Еще столько же, и дойду до парка.
Когда в одну из арок, ведущую во двор, нырнула почтальонша с набитой газетами сумкой, я замер, провожая ее взглядом. Вот признаться честно, тысячу лет не видел почтальонов.
Нет, я знал, конечно, что они до сих пор разносят письма и всё такое…
Ноги сами собой двинулись вслед за исчезнувшей в арке тенью. Что я собирался делать дальше, я даже не думал.
«Прослежу потихоньку», — именно эта мысль заставила меня нырнуть в тёмный высокий проход, — «Вдруг такое же письмо?»
Едва я вошёл под арку, как все звуки с улицы словно срезали. Впереди светил выход во двор, отблёскивая стёклами припаркованных там автомобилей, и в проёме вдруг появились два силуэта.
Моя пятая точка сразу почуяла, что это по мою душу.
Я испуганно замер, а потом решил двинуться назад. И чуть не навернулся на замёрзшей луже:
— Воу, воу, воу!
Откуда в июне лёд?!
Я испуганно обернулся, балансируя в скользких летних кроссах.
Один из двоих незнакомцев, на чьей голове виднелась шляпа с полями, поднял руку.

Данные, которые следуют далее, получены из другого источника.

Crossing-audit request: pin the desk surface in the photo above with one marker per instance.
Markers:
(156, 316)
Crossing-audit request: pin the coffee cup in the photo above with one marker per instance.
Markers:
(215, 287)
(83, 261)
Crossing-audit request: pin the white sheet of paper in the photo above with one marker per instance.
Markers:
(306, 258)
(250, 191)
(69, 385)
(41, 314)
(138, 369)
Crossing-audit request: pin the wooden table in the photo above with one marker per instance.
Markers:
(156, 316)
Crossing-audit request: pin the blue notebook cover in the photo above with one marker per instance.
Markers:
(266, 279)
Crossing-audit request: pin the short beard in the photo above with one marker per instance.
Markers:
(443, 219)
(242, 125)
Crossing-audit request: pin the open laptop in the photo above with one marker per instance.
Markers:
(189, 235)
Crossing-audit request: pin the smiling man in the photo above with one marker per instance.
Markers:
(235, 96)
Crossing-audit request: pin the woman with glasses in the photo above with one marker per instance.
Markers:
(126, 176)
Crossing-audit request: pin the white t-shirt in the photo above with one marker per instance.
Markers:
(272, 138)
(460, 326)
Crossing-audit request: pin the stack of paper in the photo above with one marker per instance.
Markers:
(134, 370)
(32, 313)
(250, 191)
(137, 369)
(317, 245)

Инстинкт самосохранения заставил меня перейти на зимний режим передвижения, и я скользящим шагом направился обратно к выходу.
Вот только замёрзшая лужа была уже покрыта плёнкой воды, такой скользкой, что я снова чуть не упал, и, растопырив руки, лишь неловко заёрзал на месте. Как тут почтальонша-то прошла?

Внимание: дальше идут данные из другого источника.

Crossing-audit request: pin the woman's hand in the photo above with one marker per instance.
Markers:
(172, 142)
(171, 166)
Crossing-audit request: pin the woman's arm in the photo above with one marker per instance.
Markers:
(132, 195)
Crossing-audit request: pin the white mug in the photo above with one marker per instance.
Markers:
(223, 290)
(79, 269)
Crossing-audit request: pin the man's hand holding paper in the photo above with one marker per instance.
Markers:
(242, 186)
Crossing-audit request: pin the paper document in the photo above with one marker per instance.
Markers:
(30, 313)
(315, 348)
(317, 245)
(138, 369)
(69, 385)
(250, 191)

Весь асфальт вокруг искрил ледяной гладью.
— Говорю, его фризом надо, — голос эхом прокатился под кирпичным сводом.
Совсем обычный голос, не бандитский. И что за «фриз»?! На ум лезло только заклинание «заморозка» в играх.
Незнакомец в шляпе осторожно приближался, второй остался стоять снаружи.
— Да нормально все будет, и лужа нормально держит.
— Осторожно, ему семнадцать уже!
— Да он же нюбс почти. Ты следи лучше, чтобы никого…
У меня непроизвольно всё сжалось внутри. Да, мне семнадцать, и я жить еще хочу.
— Вы кто такие?! — я стал осторожно буксовать, пытаясь сдвинуться.
— Расслабься, нам лишь нужна твоя память. Чекан кое-что оставил.
Это могло быть только прозвище отца. И то, что он назвал его, меня реально напугало. Секундный ступор, и ворох мыслей в голове.
Он знал моего отца?!
Он был ему другом?
И что значит — нужна моя память?
На друзей люди в подворотне никак не смахивали. Я резко дёрнулся, пытаясь прыгнуть, и упал, нехило приложившись коленкой и локтем, а потом пополз вперёд, уже совершенно не заботясь, что промокли джинсы. Мои трепыхания не выглядели героически, но всё же потихоньку я сдвигался к свободе змеиными движениями.
— Помогите! — вырвалось у меня в надежде, что кто-то услышит.